I’m delighted to be interviewing Allen Zadoff on publication day of Boy Nobody as part of the UK blog tour.
Hi Allen, welcome to Jera’s Jamboree.
What was the idea/inspiration for your novel?
The character of Boy Nobody inspired me. He showed up one day out of nowhere (much like he does in the novel). He started talking about his life in short, intense sentences. Right away I knew that he was a boy without a name, a teen assassin with a troubled past who moved from place to place, fitting in everywhere but belonging nowhere. I was fascinated by him but also a little afraid. As a novelist, my job is to listen, to be unafraid, to sometimes go to dark and uncomfortable places in pursuit of the truth. So I followed Boy Nobody and this series is the result.
If you could choose to be one of your characters in your book which would you be and why?
I would be Mayor Goldberg, the fictional mayor of New York. He’s suffered some terrible losses in his personal life, but he’s a billionaire, a genius, a successful mayor and a good man, at least on the surface. He may also be a brilliant spy. That’s what Boy Nobody has to find out in the first novel.
Do you have a book trailer? What do you think book trailers achieve?
I’m a very lucky author as I have two book trailers, one from the UK and one from the US. I’d invite your readers to check them out and see the different ways the story has been interpreted. (blog readers, let me know what you think in the comments) At their best, book trailers create excitement and draw potential readers to the project. See what you think:
The UK Trailer from Orchard Books.
The U.S. trailer from Little Brown Books for Young Readers.
Which authors have influenced your writing?
When I was in school, I was inspired by Hemingway and Raymond Carver. You may notice echoes of their spare style beneath the surface of the Boy Nobody novels, along with Hemingway’s notion of a hero who demonstrates “grace under pressure”.
Do you think movie adaptations do books justice? Do you have a favourite?
There are movies that mangle books, movies that perfectly capture them, and movies that take the story of a book to new and thrilling places. As much as I love books, I’m partial to the third kind of movie, the kind that captures the essence of the book while building a visual world all its own. An example of that might be Kubrick’s The Shining, one of the greatest horror films of all time.
What has been the best part of your writing journey so far?
My first YA novel Food, Girls, and Other Things was very special for me. It tells the story of my teen years when I was extremely overweight and does it in what I hope is a hysterically funny but very honest way. It also won the Sid Fleischman Humor Award from the Society of Children’s Book Writers and Illustrators. That was a great honor for me, and it earned the book a lot of attention.
What is your WIP?
Boy Nobody is a trilogy, so it’s all Boy Nobody, all the time right not. I just turned in Book 2 and I’ll be starting Book 3 very soon. There are other ideas circling like traffic over an airport, but I have to bring the big jets down safely before I can think about them.

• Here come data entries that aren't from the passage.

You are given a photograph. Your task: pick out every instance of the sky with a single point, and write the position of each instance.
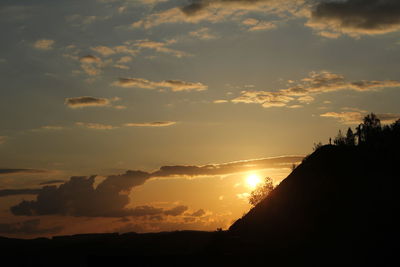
(150, 115)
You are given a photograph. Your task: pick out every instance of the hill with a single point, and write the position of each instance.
(335, 209)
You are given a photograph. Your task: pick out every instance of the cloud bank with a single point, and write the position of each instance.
(303, 91)
(173, 85)
(356, 117)
(355, 17)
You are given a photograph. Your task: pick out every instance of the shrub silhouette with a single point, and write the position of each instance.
(261, 191)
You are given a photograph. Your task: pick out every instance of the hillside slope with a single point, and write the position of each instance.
(337, 206)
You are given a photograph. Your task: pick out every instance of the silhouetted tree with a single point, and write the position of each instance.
(339, 139)
(369, 130)
(317, 146)
(350, 138)
(261, 191)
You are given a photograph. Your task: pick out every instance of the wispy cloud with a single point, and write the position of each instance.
(3, 139)
(151, 124)
(303, 91)
(174, 85)
(219, 10)
(96, 126)
(161, 47)
(355, 18)
(100, 126)
(22, 171)
(44, 44)
(356, 117)
(203, 34)
(89, 101)
(257, 25)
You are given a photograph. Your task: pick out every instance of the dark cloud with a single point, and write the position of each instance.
(357, 17)
(52, 182)
(21, 171)
(13, 192)
(27, 227)
(78, 197)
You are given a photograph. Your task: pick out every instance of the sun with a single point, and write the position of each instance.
(253, 180)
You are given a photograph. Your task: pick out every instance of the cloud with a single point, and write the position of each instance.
(176, 211)
(160, 47)
(120, 49)
(89, 59)
(44, 44)
(13, 192)
(21, 171)
(151, 124)
(226, 168)
(103, 50)
(219, 10)
(173, 85)
(100, 126)
(203, 34)
(52, 182)
(197, 213)
(27, 227)
(356, 117)
(257, 25)
(355, 17)
(91, 65)
(151, 2)
(124, 59)
(3, 139)
(88, 101)
(303, 91)
(95, 126)
(78, 197)
(220, 101)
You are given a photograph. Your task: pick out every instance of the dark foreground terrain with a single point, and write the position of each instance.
(335, 209)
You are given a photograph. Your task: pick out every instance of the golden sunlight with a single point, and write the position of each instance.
(253, 180)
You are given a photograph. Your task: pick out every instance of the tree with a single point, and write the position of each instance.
(258, 194)
(350, 138)
(339, 139)
(369, 130)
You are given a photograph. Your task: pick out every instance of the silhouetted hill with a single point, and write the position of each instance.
(337, 207)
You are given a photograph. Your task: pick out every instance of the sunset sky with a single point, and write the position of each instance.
(161, 109)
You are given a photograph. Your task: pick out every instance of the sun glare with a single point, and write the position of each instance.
(253, 180)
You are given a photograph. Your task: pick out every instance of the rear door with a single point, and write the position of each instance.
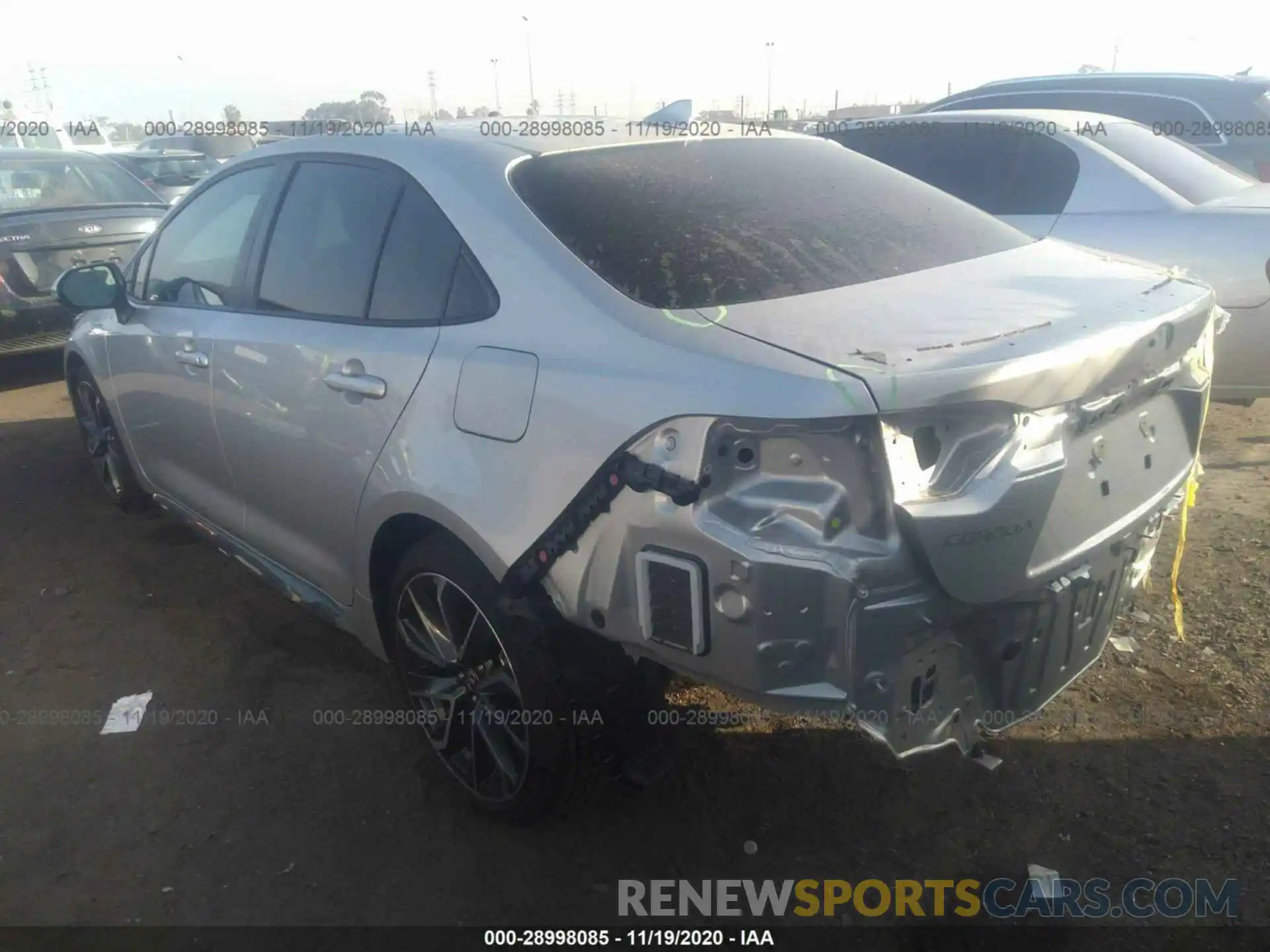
(190, 278)
(352, 287)
(1024, 177)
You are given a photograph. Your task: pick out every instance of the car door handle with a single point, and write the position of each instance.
(194, 358)
(361, 383)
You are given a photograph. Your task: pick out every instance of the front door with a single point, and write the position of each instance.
(310, 383)
(161, 357)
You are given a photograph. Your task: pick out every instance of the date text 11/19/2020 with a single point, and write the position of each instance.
(595, 938)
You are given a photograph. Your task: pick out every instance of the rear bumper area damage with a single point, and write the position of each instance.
(927, 575)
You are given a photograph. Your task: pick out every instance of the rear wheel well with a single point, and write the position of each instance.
(392, 541)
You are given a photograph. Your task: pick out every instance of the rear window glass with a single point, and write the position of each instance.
(730, 221)
(1175, 164)
(63, 183)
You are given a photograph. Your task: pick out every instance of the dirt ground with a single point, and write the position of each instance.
(1154, 764)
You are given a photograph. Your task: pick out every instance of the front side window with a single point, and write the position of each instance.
(198, 251)
(1000, 171)
(327, 239)
(724, 221)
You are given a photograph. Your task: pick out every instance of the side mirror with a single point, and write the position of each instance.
(91, 287)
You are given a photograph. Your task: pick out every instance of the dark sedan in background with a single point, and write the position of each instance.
(60, 210)
(1226, 116)
(171, 175)
(219, 147)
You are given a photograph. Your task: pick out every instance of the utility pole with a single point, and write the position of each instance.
(770, 80)
(529, 59)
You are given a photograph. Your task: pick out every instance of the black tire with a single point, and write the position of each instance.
(105, 444)
(441, 683)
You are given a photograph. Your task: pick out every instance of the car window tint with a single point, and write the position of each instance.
(726, 221)
(472, 296)
(1000, 171)
(198, 249)
(1175, 164)
(418, 262)
(328, 235)
(138, 270)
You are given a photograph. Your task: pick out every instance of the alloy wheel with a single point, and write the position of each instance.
(101, 437)
(459, 676)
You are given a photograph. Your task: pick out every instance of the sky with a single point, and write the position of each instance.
(276, 60)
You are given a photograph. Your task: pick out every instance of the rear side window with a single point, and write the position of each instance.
(730, 221)
(327, 239)
(1000, 171)
(418, 263)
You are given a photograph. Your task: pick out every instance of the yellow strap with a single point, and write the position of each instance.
(1191, 489)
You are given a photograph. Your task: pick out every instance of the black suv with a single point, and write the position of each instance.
(1228, 117)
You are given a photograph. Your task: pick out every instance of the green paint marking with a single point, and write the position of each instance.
(842, 389)
(723, 314)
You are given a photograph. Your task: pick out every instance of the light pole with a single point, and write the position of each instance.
(770, 80)
(185, 74)
(529, 56)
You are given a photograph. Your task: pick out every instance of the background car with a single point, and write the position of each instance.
(411, 382)
(60, 210)
(219, 147)
(171, 175)
(1108, 183)
(1226, 116)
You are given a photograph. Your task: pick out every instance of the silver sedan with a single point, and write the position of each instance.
(541, 419)
(1108, 183)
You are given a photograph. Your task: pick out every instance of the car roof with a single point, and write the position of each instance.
(1066, 120)
(618, 132)
(1124, 79)
(163, 153)
(460, 145)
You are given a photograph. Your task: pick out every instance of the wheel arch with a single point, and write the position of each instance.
(397, 530)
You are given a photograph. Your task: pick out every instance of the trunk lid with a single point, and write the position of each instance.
(1034, 327)
(37, 248)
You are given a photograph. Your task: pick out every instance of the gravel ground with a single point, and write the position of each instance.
(1154, 764)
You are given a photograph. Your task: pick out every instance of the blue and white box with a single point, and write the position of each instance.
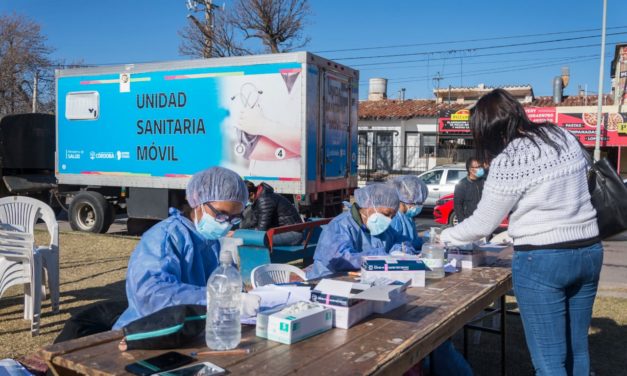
(408, 267)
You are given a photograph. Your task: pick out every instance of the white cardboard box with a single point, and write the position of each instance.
(345, 317)
(466, 259)
(352, 302)
(287, 327)
(396, 268)
(342, 298)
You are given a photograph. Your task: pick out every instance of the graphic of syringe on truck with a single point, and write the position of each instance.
(129, 137)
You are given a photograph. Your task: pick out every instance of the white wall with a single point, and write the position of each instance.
(399, 127)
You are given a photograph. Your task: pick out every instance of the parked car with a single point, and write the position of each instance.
(441, 181)
(444, 212)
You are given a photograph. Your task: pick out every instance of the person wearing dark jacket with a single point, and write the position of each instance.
(468, 190)
(271, 210)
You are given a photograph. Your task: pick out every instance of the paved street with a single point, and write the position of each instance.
(613, 274)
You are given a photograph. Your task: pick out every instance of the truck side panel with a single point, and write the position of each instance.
(154, 129)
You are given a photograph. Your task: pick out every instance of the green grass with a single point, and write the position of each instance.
(93, 268)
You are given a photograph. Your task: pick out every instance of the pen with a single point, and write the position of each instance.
(222, 352)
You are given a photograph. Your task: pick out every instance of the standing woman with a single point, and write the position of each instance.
(538, 173)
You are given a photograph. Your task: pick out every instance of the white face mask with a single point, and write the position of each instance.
(211, 229)
(377, 223)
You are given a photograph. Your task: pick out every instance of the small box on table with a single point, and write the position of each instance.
(294, 323)
(409, 267)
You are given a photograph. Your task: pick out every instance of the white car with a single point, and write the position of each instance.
(441, 181)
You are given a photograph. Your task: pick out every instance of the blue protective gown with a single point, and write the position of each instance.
(342, 243)
(406, 230)
(170, 266)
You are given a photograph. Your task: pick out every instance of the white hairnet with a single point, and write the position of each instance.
(216, 184)
(377, 195)
(411, 189)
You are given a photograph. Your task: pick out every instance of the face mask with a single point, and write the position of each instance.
(211, 229)
(377, 223)
(412, 212)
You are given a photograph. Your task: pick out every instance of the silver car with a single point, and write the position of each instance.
(441, 181)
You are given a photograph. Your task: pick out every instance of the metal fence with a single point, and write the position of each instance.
(381, 162)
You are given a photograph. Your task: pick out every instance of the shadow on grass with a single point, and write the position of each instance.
(608, 351)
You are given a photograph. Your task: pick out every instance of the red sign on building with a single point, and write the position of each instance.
(582, 124)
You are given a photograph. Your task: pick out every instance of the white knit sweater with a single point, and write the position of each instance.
(546, 193)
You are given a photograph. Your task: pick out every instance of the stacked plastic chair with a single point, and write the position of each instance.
(22, 261)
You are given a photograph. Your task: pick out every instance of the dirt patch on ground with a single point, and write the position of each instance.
(93, 269)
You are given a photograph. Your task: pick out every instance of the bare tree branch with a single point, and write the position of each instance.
(277, 25)
(23, 55)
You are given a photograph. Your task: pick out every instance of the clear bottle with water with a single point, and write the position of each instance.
(224, 294)
(433, 257)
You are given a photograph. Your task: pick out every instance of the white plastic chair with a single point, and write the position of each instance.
(22, 261)
(274, 273)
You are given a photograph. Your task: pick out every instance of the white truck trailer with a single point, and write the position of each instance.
(129, 137)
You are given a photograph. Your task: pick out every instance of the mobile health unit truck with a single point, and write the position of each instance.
(129, 137)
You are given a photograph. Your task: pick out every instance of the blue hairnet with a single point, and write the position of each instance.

Thank you for sharing with my blog readers Allen.
If you’re a regular reader of my blog you will remember the high excitement I felt when my package arrived from Orchard Books. I was also fortunate to be able to share a sneak peak of the first chapter of Boy Nobody.
Visit the other blogs on the tour:
Boy Nobody is the perennial new kid in school, the one few notice and nobody thinks much about. He shows up in a new high school, in a new town, under a new name, makes few friends and doesn’t stay long. Just long enough for someone in his new friend’s family to die — of “natural causes.” Mission accomplished, Boy Nobody disappears, and moves on to the next target.
When Boy Nobody was just eleven, he discovered his own parents had died of not-so-natural causes. He soon found himself under the control of The Program, a shadowy government organization that uses brainwashed kids as counter-espionage operatives. But somewhere, deep inside Boy Nobody, is somebody: the boy he once was, the boy who wants normal things (like a real home, his parents back), a boy who wants out. And he just might want those things badly enough to sabotage The Program’s next mission.